Dreams and rain. Who knows. Maybe they go together these days.

Lena doesn’t care about the rain. She doesn’t care that it’s almost Christmas and it’s still twenty degrees outside. She doesn’t care that everyone’s walking around in short-sleeved shirts and outside the birds are singing like it’s April. She doesn’t care about dreams, either.

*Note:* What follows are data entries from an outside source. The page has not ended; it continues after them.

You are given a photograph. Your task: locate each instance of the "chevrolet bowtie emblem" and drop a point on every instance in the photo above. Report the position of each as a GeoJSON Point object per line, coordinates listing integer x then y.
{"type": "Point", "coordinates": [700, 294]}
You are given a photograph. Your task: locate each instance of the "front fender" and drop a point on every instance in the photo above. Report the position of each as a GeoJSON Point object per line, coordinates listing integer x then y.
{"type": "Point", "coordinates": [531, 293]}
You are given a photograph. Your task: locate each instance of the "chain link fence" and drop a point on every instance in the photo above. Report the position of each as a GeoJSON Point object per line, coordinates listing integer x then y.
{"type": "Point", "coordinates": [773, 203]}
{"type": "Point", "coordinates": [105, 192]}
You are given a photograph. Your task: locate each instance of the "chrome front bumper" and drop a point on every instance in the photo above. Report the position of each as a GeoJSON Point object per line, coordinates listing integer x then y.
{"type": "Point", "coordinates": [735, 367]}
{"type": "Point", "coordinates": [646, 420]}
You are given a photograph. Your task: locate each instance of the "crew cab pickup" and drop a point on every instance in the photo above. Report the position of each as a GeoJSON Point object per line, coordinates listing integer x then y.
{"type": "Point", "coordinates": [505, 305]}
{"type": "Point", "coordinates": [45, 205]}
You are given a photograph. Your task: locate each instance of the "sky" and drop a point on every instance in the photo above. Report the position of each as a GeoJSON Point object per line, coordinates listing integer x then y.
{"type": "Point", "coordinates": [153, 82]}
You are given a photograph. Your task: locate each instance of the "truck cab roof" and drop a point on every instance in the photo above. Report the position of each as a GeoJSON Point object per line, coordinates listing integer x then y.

I don’t dream, she says. I’m better off without dreams. What good did dreams ever do me? I just have the same one all the time, that I’m falling off a cliff and there’s no one to catch me. Why sit there worrying about stupid dreams. You’ve got plenty else to worry about. Yesterday they called again from the appliance place and asked about our payments. We’re three months behind and this and that is going to happen if they take us to court. Did you hear? To court. Can you believe it? The guy had this tone of voice like he was talking to I don’t know who. I wanted the earth to open up and swallow me whole. To have him humiliate me like that, and there was nothing I could say. And if we have to go to court they’ll make us pay the lawyers’ fees, too. Are you listening? Why don’t you worry about that for a change. About stuff like that. Not dreams and rain.

She’s holding a strip of orange peel and slicing it into pieces with a knife. She’s already cut it into a thousand tiny slivers but she won’t stop won’t give up. She slices it into tiny pieces and then smaller ones and even smaller than that. A thousand slivers. And she’s still at it.